VOL. 17 ISSUE NO. 46   |  NOVEMBER 16 – 22, 2011


Barto did it again

Burdick’s interpretation of law appears flawed

PHOENIX – Senate Bill 1263 was passed during the last legislative session. SB 1263 blended multiple enactments relating to the administration of school districts and charter schools, including new legislation to allow school districts to divert voter-approved bonds to other projects by taking the bond measure back to the voters.

NANCY BARTOIn reviewing who was behind this law, it was no big surprise to see District 7 Sen. Nancy Barto’s (l) name as a co-sponsor.

The roster of Republican Senators who sponsored the bill included Rich Crandall, Dist. 19; Adam Driggs, Dist. 11; John McComish, Dist. 20; John Nelson, Dist. 12; and Steve Yarborough, Dist. 12.

If those names look familiar, they were also among the Republicans in the Senate who voted against several anti-illegal immigration bills in March.

As it turned out, the 60 or so presidents, vice presidents, chairmen, CEOs, managing partners and directors of numerous Arizona corporations that are advocates of illegal immigration, signed an Arizona Chamber of Commerce letter written by Glenn Hamer, urging legislators to vote against the bills.

The companies represented in the letter, was a veritable who’s who of campaign contributors to those same senators, which some have labeled RINO (Republican In Name Only) Republicans.

Following the district’s loss of the lawsuit brought by the Goldwater Institute over Barto’s last attempt to usurp the will of the voters with a special unconstitutional law, Cave Creek Unified School District (CCUSD93) Superintendent Debbi Burdick commented during the September 26, 2011 Superintendent’s Advisory Council meeting about the lawsuit and the options the administration needed to take to the board.

According to the meeting minutes, Burdick told the advisory council, “Yes the lawsuit is appealable but we don’t have the money for that now. Second, we can pay down debt, of which we hardly have any. If we did that, everyone would get a few dollars off their tax bill only one time. We could have done a lot with fixing our facilities with the $14 million. Three, we can let it sit in the bank and hope something changes or four, we could take it back to the voters to change it. This option was not available until this last legislative session.”

Burdick said the law was changed so districts can take the question of bond expenditures back to the voters and ask them to allow the district to spend the money another way.
Burdick is referring to SB 1263.

Prior to passage of SB 1263, the law stated, “If the voters approve the issuance of school district class B bonds or impact aid revenue bonds, the school district shall not use the bond proceeds for any purposes other than the proposed capital improvements listed in the publicity pamphlet, except up to 10 percent of the bond proceeds may be used for general capital expenses, including cost overruns of proposed capital improvements.”

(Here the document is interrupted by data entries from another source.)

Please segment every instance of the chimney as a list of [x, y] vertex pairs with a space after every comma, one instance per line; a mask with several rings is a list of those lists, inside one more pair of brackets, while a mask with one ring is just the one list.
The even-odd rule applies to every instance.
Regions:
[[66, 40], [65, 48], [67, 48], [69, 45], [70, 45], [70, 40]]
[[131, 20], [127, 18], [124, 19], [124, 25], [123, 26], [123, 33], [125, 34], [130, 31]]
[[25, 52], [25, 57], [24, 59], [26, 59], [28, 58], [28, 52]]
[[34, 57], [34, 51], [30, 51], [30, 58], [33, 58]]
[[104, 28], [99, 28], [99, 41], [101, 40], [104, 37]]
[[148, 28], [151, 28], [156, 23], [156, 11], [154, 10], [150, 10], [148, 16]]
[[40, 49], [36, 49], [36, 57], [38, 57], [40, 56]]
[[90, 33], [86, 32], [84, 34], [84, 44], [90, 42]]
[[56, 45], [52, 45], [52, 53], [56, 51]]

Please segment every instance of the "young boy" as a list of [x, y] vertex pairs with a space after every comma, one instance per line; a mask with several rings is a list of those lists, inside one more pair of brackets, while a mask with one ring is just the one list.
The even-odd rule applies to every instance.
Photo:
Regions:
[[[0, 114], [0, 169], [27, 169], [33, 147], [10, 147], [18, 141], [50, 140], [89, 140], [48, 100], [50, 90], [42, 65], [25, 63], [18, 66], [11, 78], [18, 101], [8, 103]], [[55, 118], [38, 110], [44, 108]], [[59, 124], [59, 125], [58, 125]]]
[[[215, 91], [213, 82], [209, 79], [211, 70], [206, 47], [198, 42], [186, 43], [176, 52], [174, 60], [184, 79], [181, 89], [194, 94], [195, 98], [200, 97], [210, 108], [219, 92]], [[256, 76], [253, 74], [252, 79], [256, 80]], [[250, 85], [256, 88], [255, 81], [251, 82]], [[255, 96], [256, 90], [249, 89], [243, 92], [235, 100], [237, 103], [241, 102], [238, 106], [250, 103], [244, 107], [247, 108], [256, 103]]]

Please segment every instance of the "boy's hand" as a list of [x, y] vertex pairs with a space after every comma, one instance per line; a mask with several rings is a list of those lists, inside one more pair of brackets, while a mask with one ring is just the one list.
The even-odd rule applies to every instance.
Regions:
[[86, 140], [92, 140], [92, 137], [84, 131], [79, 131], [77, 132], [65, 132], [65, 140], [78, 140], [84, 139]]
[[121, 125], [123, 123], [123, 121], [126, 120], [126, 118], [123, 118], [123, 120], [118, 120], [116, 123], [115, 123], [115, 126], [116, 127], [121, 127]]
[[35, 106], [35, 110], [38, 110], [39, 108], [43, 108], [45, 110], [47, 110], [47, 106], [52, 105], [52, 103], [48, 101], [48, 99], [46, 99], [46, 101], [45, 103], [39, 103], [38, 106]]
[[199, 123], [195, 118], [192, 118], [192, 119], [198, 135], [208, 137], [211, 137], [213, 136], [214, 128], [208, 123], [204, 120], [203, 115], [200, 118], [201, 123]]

SB 1263 added language to that section, which reads: “The proposed capital improvements may be changed by a subsequent election as provided by this section.”

Despite Burdick’s claim, nowhere in the language does it imply this can be done after bonds have been issued.

In fact, there is a section addressing calling for an election to extend the time to issue bonds, which clearly indicates the law would apply to bonds approved by voters that have not yet been issued.

Burdick ignores the fact that the publicity pamphlet for the 2000 bond election also mandated unused bond proceeds be used toward paying down the bond debt, meaning three out of four of her suggested options to take to the board would appear to be unlawful.

And, Burdick’s claim that paying down the debt would result in just getting a few dollars off our property tax bills only one time is disingenuous, as the Goldwater Institute noted there are still thirteen years or so left to pay on the bonds.

There are several other issues with the 2000 bonds.

For starters, voters authorized CCUSD93 to “issue and sell general obligation bonds in the principal amount of not to exceed $41,600,000 …”

The district issued $44 million in bonds as per the official bond statements.

CCUSD93 is still in violation of IRS regulations and on Dec. 9, 2010 a “Notice of Material Event” was posted on the bond underwriter’s website noting correspondence between the IRS and CCUSD93 on three separate occasions in an ongoing investigation.

According to IRS regulations, CCUSD93’s violations could render the 2000 bonds taxable to investors who believed they had invested in tax-free school improvement bonds.

There’s also the matter of the district owing the Goldwater Institute $31,867.60 in attorney fees and costs in its attempt to utilize Barto’s last stab at unconstitutionality.